Gmail and me.

In court filings, Google stated that individuals who send email to people with Gmail accounts have “no legitimate expectation of privacy.”  This is not surprising. The surprising thing is that people — ok, some segments of the news media — are surprised by this.

It’s not news.  When Gmail first came out, I stated in my LiveJournal that not only was I not rushing out to get  Gmail account, I was not going to send email to any GMail users.  It was obvious from the beginning that they were going to scan email received by Gmail users. They stated it was only to find keywords that they could use to “fit” ads.

It rapidly became impossible to avoid Gmail.  Almost all of my friends moved to using Gmail for their primary email addresses.  What the hell, I thought.  I got a Gmail account myself.  I now have several, used for different purposes.

I got to where I did not see the ads — most of the time, I used my email client anyway.  I forgot they were scanning not just my mail, which was reasonable as I had agreed to this when I signed on for the service, but that of my correspondents, who had not.

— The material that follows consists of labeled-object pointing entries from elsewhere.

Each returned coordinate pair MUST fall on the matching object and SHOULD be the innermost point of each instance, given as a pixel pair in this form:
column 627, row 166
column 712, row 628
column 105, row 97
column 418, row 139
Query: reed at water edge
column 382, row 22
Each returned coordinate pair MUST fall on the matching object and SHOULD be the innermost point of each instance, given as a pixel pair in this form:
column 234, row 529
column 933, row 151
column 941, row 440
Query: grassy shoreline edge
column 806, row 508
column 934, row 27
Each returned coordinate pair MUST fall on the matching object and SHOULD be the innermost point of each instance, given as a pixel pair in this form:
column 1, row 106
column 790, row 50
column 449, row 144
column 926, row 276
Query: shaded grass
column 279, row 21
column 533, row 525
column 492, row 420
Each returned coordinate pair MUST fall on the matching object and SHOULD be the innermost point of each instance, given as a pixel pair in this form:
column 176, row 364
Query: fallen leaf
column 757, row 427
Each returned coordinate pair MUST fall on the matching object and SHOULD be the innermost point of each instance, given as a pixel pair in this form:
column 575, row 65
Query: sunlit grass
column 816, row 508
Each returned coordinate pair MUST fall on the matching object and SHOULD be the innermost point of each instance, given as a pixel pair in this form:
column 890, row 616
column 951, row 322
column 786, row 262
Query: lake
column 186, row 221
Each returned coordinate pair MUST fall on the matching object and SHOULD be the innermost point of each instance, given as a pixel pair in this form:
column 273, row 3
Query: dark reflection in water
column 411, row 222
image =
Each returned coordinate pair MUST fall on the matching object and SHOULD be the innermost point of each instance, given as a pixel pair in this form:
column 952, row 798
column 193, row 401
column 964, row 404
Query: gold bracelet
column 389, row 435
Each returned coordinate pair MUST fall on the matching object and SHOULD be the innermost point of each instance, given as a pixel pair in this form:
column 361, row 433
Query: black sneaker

I was shaken out of my complacency a couple of years ago, when I realized that I was getting the same ads when a particular friend wrote from their personal email as I did the first time they wrote me, which was from their work account.  (The ads were connected to their work — the same ads appeared when they emailed me from their personal account, even though none of the emails were related to their job.)  Neither address was Gmail. I found the idea that the two accounts were linked in some computer to be terribly upsetting. I once again realized that, in the Google paradigm, privacy was a concept which could be tossed aside in favor of ad revenues.

I don’t completely blame Google:  we’re the sheep which make them an insanely profitable company. It’s not just Gmail, either: docs, Google+, search… as a Digg user once observed, “if you’re not paying for something, you’re not the customer; you’re the product being sold.”  Notice the “we” above: I use Google like everyone else. I long ago decided that my searches were not going to be a problem, and in any case I could not see anyway around the loss of privacy without more inconvenience that I cared to incur. (Then again, my web searches are mundane to the max.) I don’t use docs for anything that I would not want the world to see.   I don’t use Google+, as Facebook has shown less of a desire to take over the entire world.  (Facebook’s privacy issues are legion, and the subject for another post.)  I moved this blog from Blogger to WordPress, in spite of my being much more comfortable with the Blogger writer interface, and much happier with the customization options, around the time I started being really uncomfortable with the amount of reach Google had into my life.

I still have Gmail, though.  I have Gmail accounts for professional and business mail, and one which is used primarily for a spam trap. [Edited to add: notifications from this blog go to one of those accounts.  Edited to add, again, on 9/18: Not any more, they don’t.  All comments to this post now  go to wwf@lithic.net.] The difference is that I request my friends send my personal email to an address at our house domain.

Efforts to avoid Gmail are nigh onto impossible.  At least half the people I correspond with have Gmail as their primary email provider.  The Stanford Alumni email system is now handled through Gmail, and my ISP started to make noises last year about having Google take over their email service.

I recognize that Gmail is a godsend for people who have no other options to get email — it allows them to have an address that they can use for applying to that great job in Sunnyvale, or letting the family know that Jennifer had her baby, or sending the “I’m sorry, Maria, but this isn’t working out” letter to the soon-to-be-ex girlfriend, or any one of the other myriad of things we do in our emails.

[Edited to add: It may seem ridiculous to even speak of my privacy, given the sometimes very personal things I write about here.  The core issue for me in any privacy discussion is control: I get to decide what to disclose here.  I have not always made wise decisions in that regard, but I got to make those decisions.  There are a great many things — some of them very important — that I do not talk about, and when I do disclose something intensely personal, it is for a reason.  Often it is to express solidarity with others who have gone through traumatic events, or, in one case, to let people know they are not alone.  In all the cases where I have spoken out on delicate matters, I have received grateful and supportive feedback from other women.  This is in no way, shape or form the same as someone having access to the personal email you send.]

I know that Google is unlikely to ever use my gmail content for anything but trying to sell me CPAP supplies.  I know that, had they wanted to, they could well look at all of it anyway — by a person, not a computer.  I try not to entertain the idea that they would be perfectly willing to toss my privacy out the window if it became financially useful for them to do so. I wonder if the only reason they fight so hard against government warrants is that for them not to do so would result in droves of people leaving the service.  If the government offered to pay them for the information, I am not so sanguine that they would not be willing to let the feds (or state, or whomever) have it.  (Why, yes, I have read Cory Doctorow’s “Scroogled.”  But finding the Doctorow story only let me put into words thoughts I was having anyway.)

I would not want my snail mail opened and scanned by the Post Office, regardless of how benign their stated reasons for doing so would be.  I hate that the email I send to my friends will not be accorded that same respect.